Título: Inflação e eleição
Autor:
Fonte: O Estado de São Paulo, 10/06/2006, Notas e Informações, p. A3

Criticado por muito tempo por membros do governo e por empresários, fato que chegou a colocar em risco sua permanência no cargo, o presidente do Banco Central, Henrique Meirelles, é um dos principais responsáveis pela cômoda posição que o candidato à reeleição Luiz Inácio Lula da Silva ocupa nas pesquisas. O aperto monetário no segundo semestre de 2004 teve conseqüências negativas sobre a atividade econômica, mas produz frutos eleitorais que Lula colhe com alegria que não disfarça.

Quando começou a elevar a taxa Selic - o que fez de maneira metódica até ela alcançar o nível em que a manteria por meses, sob críticas do setor produtivo -, o BC estava com a atenção concentrada no Índice Geral de Preços do Mercado (IGPM) e no Índice Geral de Preços - Disponibilidade Interna (IGP-DI). São índices utilizados na correção de tarifas de importantes serviços públicos, como energia elétrica e telefonia. A correção dessas tarifas, por sua vez, afeta o comportamento dos índices de preços ao consumidor, que medem a inflação sentida pelos cidadãos comuns. Os IGPs são fortemente influenciados pelos preços no atacado, os quais respondem por 60% de sua composição. Estes preços, por sua vez, são diretamente afetados pelas cotações internacionais de alguns produtos e pela taxa de câmbio.

No segundo semestre de 2004, todos os índices de preços apresentaram altas superiores às observadas no primeiro. Mas, enquanto a variação acumulada em 12 meses do IGP-DI se manteve sempre acima de 11%, a dos demais índices oscilava em torno de 6% e 7%. Com a correção das tarifas pelos IGPs, era inevitável uma forte pressão nos meses seguintes sobre os índices de preços ao consumidor.

Foi nesse período que o Comitê de Política Monetária (Copom) iniciou o aperto monetário. De 16% ao ano em agosto de 2004, a taxa Selic foi sendo sistematicamente elevada nos meses seguintes, até alcançar 19,75% em março de 2005. Manteve-se nesse nível até setembro último, quando finalmente começou o alívio da política monetária.

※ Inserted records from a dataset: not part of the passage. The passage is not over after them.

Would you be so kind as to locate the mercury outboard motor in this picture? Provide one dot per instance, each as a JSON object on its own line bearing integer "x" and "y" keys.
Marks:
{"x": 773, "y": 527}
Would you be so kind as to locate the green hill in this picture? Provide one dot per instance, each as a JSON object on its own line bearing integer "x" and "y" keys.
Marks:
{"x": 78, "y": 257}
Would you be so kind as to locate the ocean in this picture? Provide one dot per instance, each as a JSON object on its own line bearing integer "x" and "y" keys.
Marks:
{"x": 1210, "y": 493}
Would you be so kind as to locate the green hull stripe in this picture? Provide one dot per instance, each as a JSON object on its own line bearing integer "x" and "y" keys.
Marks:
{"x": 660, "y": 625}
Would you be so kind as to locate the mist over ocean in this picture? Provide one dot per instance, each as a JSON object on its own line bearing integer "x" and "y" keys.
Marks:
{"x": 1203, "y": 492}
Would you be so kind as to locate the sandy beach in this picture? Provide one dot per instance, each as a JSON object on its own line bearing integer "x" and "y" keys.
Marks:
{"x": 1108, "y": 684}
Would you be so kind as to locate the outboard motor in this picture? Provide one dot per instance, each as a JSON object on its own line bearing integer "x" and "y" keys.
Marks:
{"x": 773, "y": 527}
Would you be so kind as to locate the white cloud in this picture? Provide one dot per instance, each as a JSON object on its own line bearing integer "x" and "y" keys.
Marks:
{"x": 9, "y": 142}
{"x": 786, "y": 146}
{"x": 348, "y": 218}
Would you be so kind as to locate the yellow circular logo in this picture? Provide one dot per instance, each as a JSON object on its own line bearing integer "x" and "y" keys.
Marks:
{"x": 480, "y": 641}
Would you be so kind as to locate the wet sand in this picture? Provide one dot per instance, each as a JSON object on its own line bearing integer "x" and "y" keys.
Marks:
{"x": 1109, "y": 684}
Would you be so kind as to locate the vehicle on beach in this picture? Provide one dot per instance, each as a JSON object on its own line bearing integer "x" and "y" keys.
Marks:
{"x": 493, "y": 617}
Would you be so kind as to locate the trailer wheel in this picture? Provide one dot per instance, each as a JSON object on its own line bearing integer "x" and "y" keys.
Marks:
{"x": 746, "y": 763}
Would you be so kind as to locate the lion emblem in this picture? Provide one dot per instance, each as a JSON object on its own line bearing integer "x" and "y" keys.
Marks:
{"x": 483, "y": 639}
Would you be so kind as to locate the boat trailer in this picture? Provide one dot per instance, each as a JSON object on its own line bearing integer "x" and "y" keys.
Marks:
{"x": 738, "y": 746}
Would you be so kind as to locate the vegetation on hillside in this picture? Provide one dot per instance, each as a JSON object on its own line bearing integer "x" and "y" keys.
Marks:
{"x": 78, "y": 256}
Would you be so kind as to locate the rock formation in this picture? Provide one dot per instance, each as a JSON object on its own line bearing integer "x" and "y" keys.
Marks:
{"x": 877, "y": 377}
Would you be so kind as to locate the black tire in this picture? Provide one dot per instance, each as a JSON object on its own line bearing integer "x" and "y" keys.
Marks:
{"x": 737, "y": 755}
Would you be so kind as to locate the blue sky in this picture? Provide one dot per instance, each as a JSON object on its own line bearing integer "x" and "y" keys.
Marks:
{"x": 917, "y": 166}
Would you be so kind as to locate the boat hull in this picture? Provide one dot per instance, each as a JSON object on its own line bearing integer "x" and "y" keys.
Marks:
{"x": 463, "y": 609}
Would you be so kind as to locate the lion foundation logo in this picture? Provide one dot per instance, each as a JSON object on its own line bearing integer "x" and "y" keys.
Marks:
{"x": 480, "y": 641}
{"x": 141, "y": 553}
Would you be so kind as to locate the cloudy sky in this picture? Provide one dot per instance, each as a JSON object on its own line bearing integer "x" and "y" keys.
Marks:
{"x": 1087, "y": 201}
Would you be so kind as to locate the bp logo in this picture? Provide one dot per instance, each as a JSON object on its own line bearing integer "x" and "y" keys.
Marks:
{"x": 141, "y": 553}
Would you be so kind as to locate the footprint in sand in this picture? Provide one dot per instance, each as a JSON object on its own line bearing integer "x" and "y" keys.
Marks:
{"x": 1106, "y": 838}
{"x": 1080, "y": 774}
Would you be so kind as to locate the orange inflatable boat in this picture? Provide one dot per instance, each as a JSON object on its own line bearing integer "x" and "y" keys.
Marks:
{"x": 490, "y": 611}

No combate às pressões dos preços no atacado sobre a inflação, os resultados da combinação da valorização do real com o aperto monetário são evidentes. Em maio, a variação acumulada em 12 meses dos preços no atacado captados pela FGV era negativa, de -1,73%. Como conseqüência, o IGP-DI igualmente registrou variação negativa, de -0,14%, no período de 12 meses encerrado em maio. Sem a pressão das tarifas, os demais índices também apresentam variação muito baixa nos últimos meses. No acumulado de 12 meses até maio, o Índice de Preços ao Consumidor Amplo, que baliza a política de metas inflacionárias, registrou alta de 4,23%. Pela primeira vez desde 2000, o resultado foi melhor do que a meta fixada pelo BC, de 4,5% em 2006.

Com inflação tão baixa, não chega a surpreender a notícia, publicada quarta-feira no Estado, de que nas negociações para o reajuste dos aluguéis está prevalecendo a lei da oferta e da procura, não mais os indexadores de preços. É cedo, ainda, para afirmar que os agentes econômicos - compradores ou vendedores de bens, usuários ou prestadores de serviços, assalariados ou empregadores - abandonaram a proteção que a indexação lhes ofereceu durante tanto tempo, mas o que a reportagem mostrou é que a correção automática de preços está caindo em desuso. E, legalmente, a indexação continua a existir para um certo grupo de preços.

Do ponto de vista político, o efeito mais importante da queda da inflação é a vantagem do presidente-candidato nas pesquisas eleitorais. Quanto aos efeitos sociais, o mais importante é a preservação da renda dos menos favorecidos. Com a moeda estável, pequenas correções no valor do rendimento resultam em ganhos reais que inexistiam nos tempos da inflação alta.

São esses efeitos eleitorais que explicam a atitude de Lula de preservar o presidente do Banco Central, Henrique Meirelles, das pressões de outros membros do governo, a começar pelo ministro da Fazenda, Guido Mantega. Lula sabe que Meirelles é seu melhor cabo eleitoral.